After 9/11 it goes without saying that our country has become hostile. There was a terrible joke after September 11th that now other people (Arabs) would feel like we (blacks) have felt for years. Now I don’t know what to think. In a society where people, myself included, get most of their information from their televisions or internet websites whose content, based on political ties, skews information what are we to think? Information flies from one coast to another, from one side of the planet to the other in the click of a button. Warfare is carried out by a phone call as well as man-to-man. A politician from Alaska can post images on her website one day and the next innocent people are killed and more are wounded.

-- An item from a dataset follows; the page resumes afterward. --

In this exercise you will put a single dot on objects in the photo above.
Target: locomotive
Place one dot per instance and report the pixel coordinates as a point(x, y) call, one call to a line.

When did free speech become so deadly, or more accurately, when did we assume that free speech came without consequences? Where are our flower children? We’re lazy. In the 60′s people my age and younger left their homes to march on Washington without a thought. People in the south refused to give up their places at lunch counters without thinking of what might happen-even though they knew. What do I do? How am I making change? Why am I so scared?
I don’t have answers to my questions and I don’t know why I feel my feet cemented to the place I stand rather than take a stand. My prayers go out to the congresswoman and her family. My prayers go out to the people who lost their lives and their families. My prayers go out the those injured, those who witnessed this event, and the world. As Jews, we know that the messiah will come when there is peace in the world, when the Temple is rebuilt, and when the tribes return to Israel. How or why would the messiah come when we can’t get the first piece of the puzzle in place. Within our own Jewish community there is war waging; who is a real Jew, who is not, who decides, why do they get to decide. We make war with our neighbors, in Israel especially but in our own communities here in the US, in Jewish neighborhoods. We are human and not divine so there are challenges but Torah teaches us that we shouldn’t do what is hateful to others-but we do.
Today, right now President Obama has declared a national moment of silence. Pray with the nation that we find peace.